ULYSSIS-KUL / ipp

i++: a relay run counting system
https://github.com/ULYSSIS-KUL/ipp
Other
12 stars 2 forks source link

Investigate ways to reduce memory usage & startup time on readers #34

Open theOperand opened 3 years ago

theOperand commented 3 years ago

There are three options to reduce startup time and memory usage of the readers:

RockinRoel commented 3 years ago

I think there are also ways to make a more lightweight Java with jlink: https://www.baeldung.com/jlink

I think that's more applicable to more "modern" Java applications that actually use modules, though. I don't know if that's very effective with the LTKJava dependency, which is kind of an old dependency.

I don't know if GraalVM can do something for you? I guess since you're still using old Raspberry Pis you'd need 32 bit ARM support, or you would have to upgrade to more modern Pis (which might help the startup time issue as well 🙂).

RockinRoel commented 3 years ago

As for your third bullet point: the issue is really that you'd need something that can talk LLRP.

bertvandepoel commented 3 years ago

It seems, surprisingly, that quite a few people have reimplemented LLRP in all kinds of languages. While discussing this, we found out that there are 4 different implementations in Go (though we haven't checked the quality). It seems Impinj's choice to leave LTK dormant has motivated people to work on their own libraries. But regardless it's still very much up in the air.

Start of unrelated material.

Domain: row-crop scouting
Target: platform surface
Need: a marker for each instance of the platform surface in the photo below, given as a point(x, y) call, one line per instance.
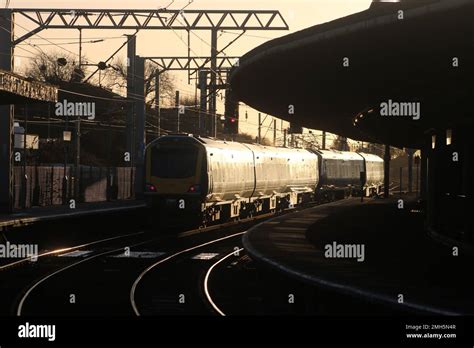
point(399, 258)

RockinRoel commented 3 years ago

Yeah, I did some googling after I posted that comment, there's indeed more options now. Of course, no idea about the quality either. Some of them seem to use the same generating code from XML specs strategy.

theOperand commented 3 years ago

Generating code based off XML is also the method used for the official LTK libraries, so there is some merit to it. If we don't want to use third party libraries we could always opt for C++ or even Perl, as those also have official libraries.

On Mon, Aug 2, 2021, 22:20 Roel Standaert @.***> wrote:

Yeah, I did some googling after I posted that comment, there's indeed more options now. Of course, no idea about the quality either. Some of them seem to use the same generating code from XML specs strategy.

— You are receiving this because you authored the thread. Reply to this email directly, view it on GitHub https://github.com/ULYSSIS-KUL/ipp/issues/34#issuecomment-891307019, or unsubscribe https://github.com/notifications/unsubscribe-auth/AA6KUIP6JB7H4ZGZL2MD6FDT234ZNANCNFSM5BNKFS3A . Triage notifications on the go with GitHub Mobile for iOS https://apps.apple.com/app/apple-store/id1477376905?ct=notification-email&mt=8&pt=524675 or Android https://play.google.com/store/apps/details?id=com.github.android&utm_campaign=notification-email .

RockinRoel commented 3 years ago

Generating code based off XML is also the method used for the official LTK libraries, so there is some merit to it.

Yeah, the thing that ultimately makes LTKJava a difficult dependency to deal with is not all of the code that was auto generated from the XML, but rather all the networking underpinnings, things that may probably work with APIs that are built into Java nowadays. I imagine a language like Go already has good async networking APIs (I don't know much about Go but I think two major features that a lot of things revolve around are channels and goroutines, right?), so I can totally see that working.

Of course with native compilation you do have to consider how you're going to compile it, and whether you have an easy to use toolchain to cross compile to a Raspberry Pi. You could also compile on a Raspberry Pi, but that may take a while.

If we don't want to use third party libraries we could always opt for C++ or even Perl, as those also have official libraries.

Yeah, I did put a little work a while ago into updating the C++ version, getting it to build with CMake: https://github.com/RockinRoel/LTK/tree/master/LTKCPP

I don't know who's going to end up maintaining the software, of course. It may be harder to keep finding people with C++ experience. Again, cross-compilation, while very doable, takes a little bit of figuring out here too.

You could very easily rewrite the software for the reader in whatever language you want. Every part happens to be written in Java right now, but I did make it so that all the individual parts just communicate with JSON messages over Redis, so they're interchangeable. The readers don't ultimately need to be able to do much. You may even be able to manually implement the few data structures that you're actually using rather than relying on some LLRP implementation.